Since the recursive call of the function is inside the loop of complexity $O(n^2)$, this significantly contributes to the overall complexity of the function, that is $O(n^3)$.\
This is an improvement in respect to the previus algorithm, both on time complexity and memory complexity, since we're now able to actually see a result for the exam's list of the third input.

# ChatGPT optimization implementation 

In [31]:
def Federicos_score_chatGPT(S, marks, store={}):
    if len(marks) == 0:
        return S

    if (S, tuple(marks)) in store:
        return store[(S, tuple(marks))]

    maxScore = 0
    for i, mark in enumerate(marks):
        update_marks = marks[:i] + marks[i + 1:]
        newScore = mark
        if mark <= S:
            update_marks = [x + (S - mark) if x + (S - mark) >= 0 else 0 for x in update_marks]
        else:
            update_marks = [x - (mark - S) if x - (mark - S) >= 0 else 0 for x in update_marks]

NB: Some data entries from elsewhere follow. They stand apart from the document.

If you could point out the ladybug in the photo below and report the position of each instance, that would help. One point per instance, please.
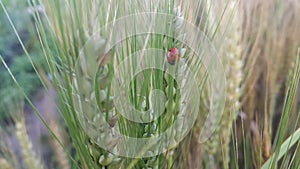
(173, 55)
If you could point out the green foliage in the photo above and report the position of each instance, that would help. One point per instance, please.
(13, 54)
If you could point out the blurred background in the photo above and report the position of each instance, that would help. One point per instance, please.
(260, 79)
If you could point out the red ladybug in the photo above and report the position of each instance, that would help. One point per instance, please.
(173, 55)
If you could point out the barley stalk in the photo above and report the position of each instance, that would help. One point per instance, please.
(30, 158)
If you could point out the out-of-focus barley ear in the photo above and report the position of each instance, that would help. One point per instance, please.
(5, 164)
(31, 160)
(233, 62)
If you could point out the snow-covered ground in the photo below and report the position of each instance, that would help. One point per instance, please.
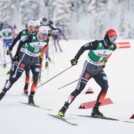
(17, 118)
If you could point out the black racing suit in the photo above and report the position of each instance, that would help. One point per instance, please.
(91, 71)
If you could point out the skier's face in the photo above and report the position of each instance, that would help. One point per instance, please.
(112, 39)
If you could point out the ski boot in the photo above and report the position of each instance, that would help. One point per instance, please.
(2, 94)
(96, 112)
(46, 65)
(62, 111)
(30, 99)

        maxScore = max(maxScore, Federicos_score_chatGPT(newScore, update_marks, store))

    store[(S, tuple(marks))] = maxScore
    return maxScore


In [32]:
# input 1
S_1 = 8
p_1 = [5, 7, 1]
result_1 = Federicos_score_chatGPT(8, [5,7,1])
print("Output 1:", result_1)

Output 1: 11


In [29]:
S_2 = 25
p_2 = [18, 24, 21, 32, 27]
result_2 = Federicos_score_chatGPT(S_2, p_2)
print("Output 2:", result_2)

Output 2: 44


In [30]:
S_3 = 30
p_3 = [13, 27, 41, 59, 28, 33, 39, 19, 52, 48, 55, 79]
result_3 = Federicos_score_chatGPT(S_3, p_3)
print("Output 3:", result_3)

# took 2.5 seconds

Output 3: 109


Optimization Approach:

- **Memoization**: Introduced a memoization dictionary (```store```) to store previously computed results for combinations of ```S``` and ```marks```. This prevents redundant calculations by checking if a specific combination has been encountered before. If so, it retrieves the result from memo instead of recomputing it.

- **Avoidance of Recomputation**: By storing and retrieving results from the ```store``` dictionary, the function bypasses the need to recompute solutions for the same combination of ```S``` and ```marks```. This significantly reduces the number of recursive calls and computations required, leading to a more efficient algorithm overall.

This optimization effectively reduces the time complexity of the algorithm from $O(n^3)$ to $O(n^2)$ by avoiding redundant computations through memoization.